The Manchester area M.V.T.
Pickering 2008
When our “tame” web-master heard I was attending the Pickering 40’s weekend He asked me to write a review. Despite my pleadings that I had never written a letter to the local paper let alone a review for a website I was convinced when it was explained that A review not “War & Peace” was he looking for.
Rosemary and myself have attended the show for a number of years and thoroughly enjoy the weekend and its atmosphere
Yours Tony
Sixteen years down the line.
This years annual wartime weekend on the North York’s Moors Railway, (its sixteenth year) and it goes from strength to strength. Local newspapers claim that the public numbered 10,000 that I would say is maybe on the conservative side. It’s claimed from a study earlier this year that the railway attracted £18 million a year to the local economy. Using the same formula, general manager Philip Benham estimates the wartime weekend has attracted business to Pickering and surrounding area to the tune of £400,000 as he said that the railway earned £100,000 from ticket sales and its food and gift shops over the weekend.
It’s amazing what a bit of TV coverage can do.

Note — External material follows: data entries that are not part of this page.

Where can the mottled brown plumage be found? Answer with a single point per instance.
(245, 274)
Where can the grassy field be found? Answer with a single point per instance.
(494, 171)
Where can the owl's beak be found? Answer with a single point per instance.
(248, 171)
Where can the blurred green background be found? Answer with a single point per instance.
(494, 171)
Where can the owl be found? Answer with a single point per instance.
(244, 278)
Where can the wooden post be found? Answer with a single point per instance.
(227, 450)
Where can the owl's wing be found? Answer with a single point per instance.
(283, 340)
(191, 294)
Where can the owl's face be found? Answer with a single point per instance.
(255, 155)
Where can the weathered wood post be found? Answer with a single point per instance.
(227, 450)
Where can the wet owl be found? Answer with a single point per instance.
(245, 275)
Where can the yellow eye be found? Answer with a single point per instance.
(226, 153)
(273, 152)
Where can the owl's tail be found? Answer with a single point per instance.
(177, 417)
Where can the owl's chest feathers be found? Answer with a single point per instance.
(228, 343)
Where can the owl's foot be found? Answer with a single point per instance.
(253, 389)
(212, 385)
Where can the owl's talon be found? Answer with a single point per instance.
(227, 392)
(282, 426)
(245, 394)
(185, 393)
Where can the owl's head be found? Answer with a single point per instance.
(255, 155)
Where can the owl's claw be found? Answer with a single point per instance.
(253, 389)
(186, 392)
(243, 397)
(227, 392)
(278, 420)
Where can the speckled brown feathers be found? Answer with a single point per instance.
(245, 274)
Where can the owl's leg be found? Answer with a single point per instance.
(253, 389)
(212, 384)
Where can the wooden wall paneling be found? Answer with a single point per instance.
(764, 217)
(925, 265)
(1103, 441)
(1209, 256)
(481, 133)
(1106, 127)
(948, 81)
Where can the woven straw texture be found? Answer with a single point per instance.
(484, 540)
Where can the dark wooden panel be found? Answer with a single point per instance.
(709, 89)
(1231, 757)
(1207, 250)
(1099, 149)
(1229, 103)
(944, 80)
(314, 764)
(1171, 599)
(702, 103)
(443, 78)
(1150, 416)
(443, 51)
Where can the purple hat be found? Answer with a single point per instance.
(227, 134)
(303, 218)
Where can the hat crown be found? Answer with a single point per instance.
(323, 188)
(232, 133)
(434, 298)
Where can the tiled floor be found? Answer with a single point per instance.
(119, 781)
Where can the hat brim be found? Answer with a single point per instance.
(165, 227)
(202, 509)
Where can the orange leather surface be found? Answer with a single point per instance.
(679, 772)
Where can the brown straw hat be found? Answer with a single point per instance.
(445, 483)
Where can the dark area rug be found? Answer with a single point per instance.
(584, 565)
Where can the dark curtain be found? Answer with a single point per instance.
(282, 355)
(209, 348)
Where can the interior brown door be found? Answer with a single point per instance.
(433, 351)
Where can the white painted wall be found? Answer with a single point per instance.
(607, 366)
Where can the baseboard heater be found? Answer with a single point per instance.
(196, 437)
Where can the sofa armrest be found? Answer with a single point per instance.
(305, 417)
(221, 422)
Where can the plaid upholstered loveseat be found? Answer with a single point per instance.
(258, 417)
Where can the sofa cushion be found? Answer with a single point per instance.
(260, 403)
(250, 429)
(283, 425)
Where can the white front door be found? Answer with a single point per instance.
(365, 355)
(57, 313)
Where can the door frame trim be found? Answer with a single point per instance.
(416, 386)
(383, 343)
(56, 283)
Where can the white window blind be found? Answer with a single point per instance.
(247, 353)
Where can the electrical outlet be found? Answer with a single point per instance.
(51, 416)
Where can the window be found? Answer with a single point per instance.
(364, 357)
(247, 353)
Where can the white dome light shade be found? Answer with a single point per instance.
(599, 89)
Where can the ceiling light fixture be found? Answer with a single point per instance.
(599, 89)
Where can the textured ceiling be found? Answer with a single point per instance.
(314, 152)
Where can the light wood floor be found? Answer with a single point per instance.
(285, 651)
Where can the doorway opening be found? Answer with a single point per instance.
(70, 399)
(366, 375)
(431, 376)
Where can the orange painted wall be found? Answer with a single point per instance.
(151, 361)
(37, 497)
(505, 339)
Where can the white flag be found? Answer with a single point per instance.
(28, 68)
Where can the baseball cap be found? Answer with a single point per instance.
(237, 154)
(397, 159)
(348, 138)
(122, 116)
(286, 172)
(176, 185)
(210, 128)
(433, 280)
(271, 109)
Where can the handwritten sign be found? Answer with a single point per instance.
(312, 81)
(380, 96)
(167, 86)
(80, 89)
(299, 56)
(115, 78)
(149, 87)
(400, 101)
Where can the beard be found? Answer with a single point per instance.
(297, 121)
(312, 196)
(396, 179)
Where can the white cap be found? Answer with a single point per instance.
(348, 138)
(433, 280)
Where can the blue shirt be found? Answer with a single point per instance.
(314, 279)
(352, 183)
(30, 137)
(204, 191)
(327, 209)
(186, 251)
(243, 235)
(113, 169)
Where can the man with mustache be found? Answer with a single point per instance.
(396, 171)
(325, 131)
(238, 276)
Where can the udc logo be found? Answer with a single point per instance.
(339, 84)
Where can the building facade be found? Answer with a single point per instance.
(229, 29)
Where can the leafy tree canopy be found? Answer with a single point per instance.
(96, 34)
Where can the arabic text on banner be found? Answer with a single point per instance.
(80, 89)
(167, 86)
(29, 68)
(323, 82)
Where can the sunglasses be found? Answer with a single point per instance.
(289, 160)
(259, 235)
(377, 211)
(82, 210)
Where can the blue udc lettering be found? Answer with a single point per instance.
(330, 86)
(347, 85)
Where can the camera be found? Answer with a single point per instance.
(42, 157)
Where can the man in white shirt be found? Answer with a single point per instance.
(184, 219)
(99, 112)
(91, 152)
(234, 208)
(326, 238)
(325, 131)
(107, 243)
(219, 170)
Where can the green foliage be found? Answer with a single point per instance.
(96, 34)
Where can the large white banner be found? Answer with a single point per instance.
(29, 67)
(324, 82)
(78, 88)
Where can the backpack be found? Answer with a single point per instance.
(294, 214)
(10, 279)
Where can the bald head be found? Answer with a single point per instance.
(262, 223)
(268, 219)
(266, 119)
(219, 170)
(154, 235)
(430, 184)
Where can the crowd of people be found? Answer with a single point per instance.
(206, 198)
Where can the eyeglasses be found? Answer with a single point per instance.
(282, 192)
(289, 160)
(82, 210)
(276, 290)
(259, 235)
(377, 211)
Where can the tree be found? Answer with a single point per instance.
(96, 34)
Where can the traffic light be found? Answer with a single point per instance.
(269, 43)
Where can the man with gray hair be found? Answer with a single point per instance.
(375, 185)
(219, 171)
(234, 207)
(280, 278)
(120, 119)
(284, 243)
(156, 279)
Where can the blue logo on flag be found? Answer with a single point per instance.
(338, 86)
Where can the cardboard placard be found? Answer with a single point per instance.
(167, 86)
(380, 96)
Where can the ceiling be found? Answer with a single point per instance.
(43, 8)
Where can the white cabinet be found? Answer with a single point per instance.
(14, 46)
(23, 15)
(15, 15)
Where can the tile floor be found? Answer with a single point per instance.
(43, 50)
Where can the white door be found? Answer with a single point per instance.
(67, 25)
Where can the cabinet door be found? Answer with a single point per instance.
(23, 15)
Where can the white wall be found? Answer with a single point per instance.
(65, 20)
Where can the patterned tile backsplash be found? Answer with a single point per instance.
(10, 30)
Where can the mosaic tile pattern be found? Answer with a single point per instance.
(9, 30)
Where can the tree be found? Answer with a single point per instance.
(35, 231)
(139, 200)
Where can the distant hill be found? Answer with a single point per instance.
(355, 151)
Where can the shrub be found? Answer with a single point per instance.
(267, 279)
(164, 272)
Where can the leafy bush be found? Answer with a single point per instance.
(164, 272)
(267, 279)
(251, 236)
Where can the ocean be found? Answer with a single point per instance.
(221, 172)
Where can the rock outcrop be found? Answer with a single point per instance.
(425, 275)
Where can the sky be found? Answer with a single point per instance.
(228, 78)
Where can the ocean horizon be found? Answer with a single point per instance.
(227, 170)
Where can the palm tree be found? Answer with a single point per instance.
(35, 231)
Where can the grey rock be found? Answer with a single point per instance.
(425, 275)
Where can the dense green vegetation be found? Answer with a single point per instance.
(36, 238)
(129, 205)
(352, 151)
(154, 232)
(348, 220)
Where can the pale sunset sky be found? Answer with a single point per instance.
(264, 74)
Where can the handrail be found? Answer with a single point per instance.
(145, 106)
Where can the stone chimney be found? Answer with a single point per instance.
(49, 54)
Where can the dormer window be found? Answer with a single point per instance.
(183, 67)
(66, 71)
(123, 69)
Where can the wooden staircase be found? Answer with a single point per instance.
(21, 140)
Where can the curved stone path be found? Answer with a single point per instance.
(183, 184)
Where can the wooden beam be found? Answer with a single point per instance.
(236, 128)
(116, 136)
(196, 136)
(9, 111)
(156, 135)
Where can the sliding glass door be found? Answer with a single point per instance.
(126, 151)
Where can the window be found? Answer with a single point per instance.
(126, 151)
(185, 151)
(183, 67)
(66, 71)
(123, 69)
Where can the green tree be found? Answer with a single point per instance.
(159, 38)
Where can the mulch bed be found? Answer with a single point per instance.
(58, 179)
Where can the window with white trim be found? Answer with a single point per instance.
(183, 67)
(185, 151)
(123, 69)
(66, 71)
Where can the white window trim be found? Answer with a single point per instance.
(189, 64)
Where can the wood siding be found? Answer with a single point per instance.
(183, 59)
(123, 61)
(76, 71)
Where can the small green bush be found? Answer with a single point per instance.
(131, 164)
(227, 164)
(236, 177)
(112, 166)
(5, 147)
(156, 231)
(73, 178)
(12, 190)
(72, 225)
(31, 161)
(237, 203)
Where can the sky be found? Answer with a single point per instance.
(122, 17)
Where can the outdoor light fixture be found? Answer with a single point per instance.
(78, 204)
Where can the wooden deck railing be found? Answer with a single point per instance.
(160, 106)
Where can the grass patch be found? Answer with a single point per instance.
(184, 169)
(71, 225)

About ten years ago Yorkshire TV local evening news showed a short glimpse of what would be happening the following weekend and so a small event grew into some say a monster but most say a weekend of friendly people having good time.
But back to what its about remembering the wartime years on and off the railway. Steam trains always create nostalgia but put this with some of the best preserved WWII military transport you begin to build a picture add reenactors who go to the trouble to get their appearance correct it almost becomes a period setting, put all that into a parade and you would find it hard to shoehorn another person onto the street to watch it.
Displays up and down the moors railway and around the stations, Levasham station becomes occupied France, music and entertainment both day and night, pubs and bars cafes and restaurants all encourage the 40s dress code.